しばらくは王城と魔法師団、教会へ行くくらいにしておこう。
あれ、いつもと大差ないな。
殿下を玄関ホールで見送ればすっかり日が昇っていた。
「先程のはわざとだろう」
「?」どれのことだ。
「花嫁のくだり。快く請け負えばこの国の王族を不安にさせるからと」
そういうつもりはなくもなかったけれど。
「楽しみにしてるのは本当ですからね……」
フォローするためだけではない。少々恨みがましい声になってしまった。
私好みのお顔でにっこりされたところで簡単に絆されたりは――――した。
「お二人とも、朝食になさいますか?」
ホールでそのまま立ち話をしていれば、出勤していたマーヴィー夫人に声をかけられた。
寝起きに軽くつまみはしたが、そこそこ空いている。でも睡魔もそこそこ。
「俺はもう一眠りする。
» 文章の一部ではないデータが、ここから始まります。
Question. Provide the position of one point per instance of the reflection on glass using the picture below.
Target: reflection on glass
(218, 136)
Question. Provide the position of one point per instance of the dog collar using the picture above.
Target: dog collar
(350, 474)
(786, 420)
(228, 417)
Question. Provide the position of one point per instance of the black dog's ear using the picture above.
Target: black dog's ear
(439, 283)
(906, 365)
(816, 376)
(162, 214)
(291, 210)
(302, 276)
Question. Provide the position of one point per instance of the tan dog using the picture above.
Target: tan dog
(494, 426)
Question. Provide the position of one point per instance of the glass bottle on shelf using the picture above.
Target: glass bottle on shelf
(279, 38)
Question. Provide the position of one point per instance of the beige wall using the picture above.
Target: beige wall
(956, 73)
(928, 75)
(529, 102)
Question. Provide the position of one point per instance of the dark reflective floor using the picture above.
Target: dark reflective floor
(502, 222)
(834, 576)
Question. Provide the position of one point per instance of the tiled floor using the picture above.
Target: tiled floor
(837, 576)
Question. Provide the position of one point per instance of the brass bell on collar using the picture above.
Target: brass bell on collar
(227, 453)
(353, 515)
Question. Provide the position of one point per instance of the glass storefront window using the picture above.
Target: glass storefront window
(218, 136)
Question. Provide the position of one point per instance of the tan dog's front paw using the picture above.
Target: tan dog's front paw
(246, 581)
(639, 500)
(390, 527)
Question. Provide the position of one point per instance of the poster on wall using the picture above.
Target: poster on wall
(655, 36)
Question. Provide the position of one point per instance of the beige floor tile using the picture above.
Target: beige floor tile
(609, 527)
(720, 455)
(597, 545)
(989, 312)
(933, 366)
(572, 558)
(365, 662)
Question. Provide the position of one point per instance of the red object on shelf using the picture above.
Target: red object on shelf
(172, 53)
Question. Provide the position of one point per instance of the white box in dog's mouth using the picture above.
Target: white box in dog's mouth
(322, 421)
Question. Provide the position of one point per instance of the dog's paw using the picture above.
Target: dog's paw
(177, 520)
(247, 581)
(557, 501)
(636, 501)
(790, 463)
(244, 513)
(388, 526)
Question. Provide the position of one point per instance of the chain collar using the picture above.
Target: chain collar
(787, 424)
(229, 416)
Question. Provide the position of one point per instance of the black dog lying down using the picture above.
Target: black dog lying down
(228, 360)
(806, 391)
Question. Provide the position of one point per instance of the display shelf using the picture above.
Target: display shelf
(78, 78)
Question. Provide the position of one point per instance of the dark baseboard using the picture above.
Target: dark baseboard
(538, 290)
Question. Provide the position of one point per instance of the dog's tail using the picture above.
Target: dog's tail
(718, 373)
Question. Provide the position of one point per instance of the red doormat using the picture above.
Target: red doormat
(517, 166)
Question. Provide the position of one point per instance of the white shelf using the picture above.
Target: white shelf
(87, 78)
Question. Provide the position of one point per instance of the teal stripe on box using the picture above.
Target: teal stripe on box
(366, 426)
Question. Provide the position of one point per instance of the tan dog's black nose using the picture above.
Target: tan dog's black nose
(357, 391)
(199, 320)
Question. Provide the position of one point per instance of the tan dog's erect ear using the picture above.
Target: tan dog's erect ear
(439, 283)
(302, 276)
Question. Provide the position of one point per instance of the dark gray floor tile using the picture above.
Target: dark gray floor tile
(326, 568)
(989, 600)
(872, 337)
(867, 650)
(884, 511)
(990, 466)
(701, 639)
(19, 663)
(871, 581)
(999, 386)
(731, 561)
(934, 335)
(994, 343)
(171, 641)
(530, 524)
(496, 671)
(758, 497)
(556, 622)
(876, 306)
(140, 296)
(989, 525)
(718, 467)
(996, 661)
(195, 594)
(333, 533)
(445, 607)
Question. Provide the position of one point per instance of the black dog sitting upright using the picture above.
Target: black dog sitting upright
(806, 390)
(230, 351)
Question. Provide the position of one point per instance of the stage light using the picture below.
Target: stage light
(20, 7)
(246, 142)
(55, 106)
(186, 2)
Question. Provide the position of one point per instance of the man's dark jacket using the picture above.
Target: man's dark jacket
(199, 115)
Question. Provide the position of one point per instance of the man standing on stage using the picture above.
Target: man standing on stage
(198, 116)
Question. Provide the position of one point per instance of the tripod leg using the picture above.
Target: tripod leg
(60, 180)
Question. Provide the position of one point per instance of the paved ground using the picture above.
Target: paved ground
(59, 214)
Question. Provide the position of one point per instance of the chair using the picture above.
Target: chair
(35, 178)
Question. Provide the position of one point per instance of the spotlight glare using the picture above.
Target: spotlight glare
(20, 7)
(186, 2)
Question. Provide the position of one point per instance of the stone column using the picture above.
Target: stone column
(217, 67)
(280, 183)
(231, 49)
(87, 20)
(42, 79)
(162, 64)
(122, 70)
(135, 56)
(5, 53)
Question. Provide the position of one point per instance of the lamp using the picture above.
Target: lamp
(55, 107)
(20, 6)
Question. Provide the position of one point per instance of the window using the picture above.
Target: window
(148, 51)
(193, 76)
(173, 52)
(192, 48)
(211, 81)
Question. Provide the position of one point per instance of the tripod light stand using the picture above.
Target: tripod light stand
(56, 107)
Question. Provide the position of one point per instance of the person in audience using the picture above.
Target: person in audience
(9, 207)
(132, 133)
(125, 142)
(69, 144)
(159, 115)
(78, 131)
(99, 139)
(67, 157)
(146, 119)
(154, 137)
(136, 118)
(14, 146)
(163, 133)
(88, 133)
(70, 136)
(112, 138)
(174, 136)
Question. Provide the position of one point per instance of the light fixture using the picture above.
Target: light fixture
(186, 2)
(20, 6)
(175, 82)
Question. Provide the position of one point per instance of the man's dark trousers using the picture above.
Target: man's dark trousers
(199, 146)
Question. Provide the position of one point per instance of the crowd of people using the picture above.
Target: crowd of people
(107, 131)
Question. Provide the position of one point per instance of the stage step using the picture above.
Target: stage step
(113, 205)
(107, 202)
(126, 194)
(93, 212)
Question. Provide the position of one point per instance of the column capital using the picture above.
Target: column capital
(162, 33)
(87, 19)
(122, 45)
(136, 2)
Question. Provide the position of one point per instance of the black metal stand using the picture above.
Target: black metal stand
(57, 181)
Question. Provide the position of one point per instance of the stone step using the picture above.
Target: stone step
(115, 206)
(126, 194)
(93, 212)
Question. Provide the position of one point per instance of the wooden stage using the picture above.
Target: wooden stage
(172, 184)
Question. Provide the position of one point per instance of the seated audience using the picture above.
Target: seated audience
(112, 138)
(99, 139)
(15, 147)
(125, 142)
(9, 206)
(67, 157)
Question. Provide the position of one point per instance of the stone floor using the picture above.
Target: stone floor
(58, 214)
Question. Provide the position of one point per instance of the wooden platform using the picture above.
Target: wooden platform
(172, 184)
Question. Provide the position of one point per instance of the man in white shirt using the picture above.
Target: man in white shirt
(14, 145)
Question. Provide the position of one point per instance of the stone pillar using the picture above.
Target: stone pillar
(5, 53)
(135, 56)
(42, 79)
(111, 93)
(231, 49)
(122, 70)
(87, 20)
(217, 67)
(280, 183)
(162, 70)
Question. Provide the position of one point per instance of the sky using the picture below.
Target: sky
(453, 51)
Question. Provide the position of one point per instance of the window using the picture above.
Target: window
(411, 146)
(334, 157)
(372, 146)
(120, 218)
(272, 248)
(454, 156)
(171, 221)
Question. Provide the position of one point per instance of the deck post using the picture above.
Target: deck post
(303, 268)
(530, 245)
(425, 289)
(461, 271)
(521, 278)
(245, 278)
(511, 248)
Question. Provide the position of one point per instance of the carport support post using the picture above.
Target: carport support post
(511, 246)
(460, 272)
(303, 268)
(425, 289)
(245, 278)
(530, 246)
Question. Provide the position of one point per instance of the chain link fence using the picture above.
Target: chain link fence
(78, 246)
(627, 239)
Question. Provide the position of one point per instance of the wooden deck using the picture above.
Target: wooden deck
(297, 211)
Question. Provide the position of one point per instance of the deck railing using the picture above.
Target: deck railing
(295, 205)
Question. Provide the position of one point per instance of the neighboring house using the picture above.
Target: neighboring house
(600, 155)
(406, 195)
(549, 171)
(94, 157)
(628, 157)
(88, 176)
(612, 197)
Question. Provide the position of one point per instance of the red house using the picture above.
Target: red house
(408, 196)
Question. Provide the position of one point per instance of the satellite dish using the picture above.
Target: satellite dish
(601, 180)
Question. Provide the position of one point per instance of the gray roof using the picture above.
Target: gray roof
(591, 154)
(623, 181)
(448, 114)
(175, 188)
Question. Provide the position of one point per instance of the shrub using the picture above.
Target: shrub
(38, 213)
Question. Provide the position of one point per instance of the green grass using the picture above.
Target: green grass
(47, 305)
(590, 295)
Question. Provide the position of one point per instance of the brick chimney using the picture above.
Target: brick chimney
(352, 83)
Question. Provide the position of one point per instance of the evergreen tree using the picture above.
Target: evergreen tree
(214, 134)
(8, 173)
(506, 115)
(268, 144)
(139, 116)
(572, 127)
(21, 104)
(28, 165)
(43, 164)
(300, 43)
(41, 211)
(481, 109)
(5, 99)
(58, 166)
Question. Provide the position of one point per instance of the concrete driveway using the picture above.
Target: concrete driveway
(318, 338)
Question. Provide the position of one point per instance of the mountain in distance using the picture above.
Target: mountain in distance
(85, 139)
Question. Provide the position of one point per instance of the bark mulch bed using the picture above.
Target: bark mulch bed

昼と一緒にしてくれ」
「かしこまりました」
「二度寝いいですね……」
私もそうしようかな。
「一緒に寝るか?」
「大丈夫です!」
勢いよくお断りを入れてしまった。だって絶対に眠れるわけがない。寝顔を眺めて呻き悶えない自信もない。
軽い冗談が全力否定されたデイヴ様の繊細な心と夫人の微妙な表情には気づかず、私もお昼と一緒でとお願いした。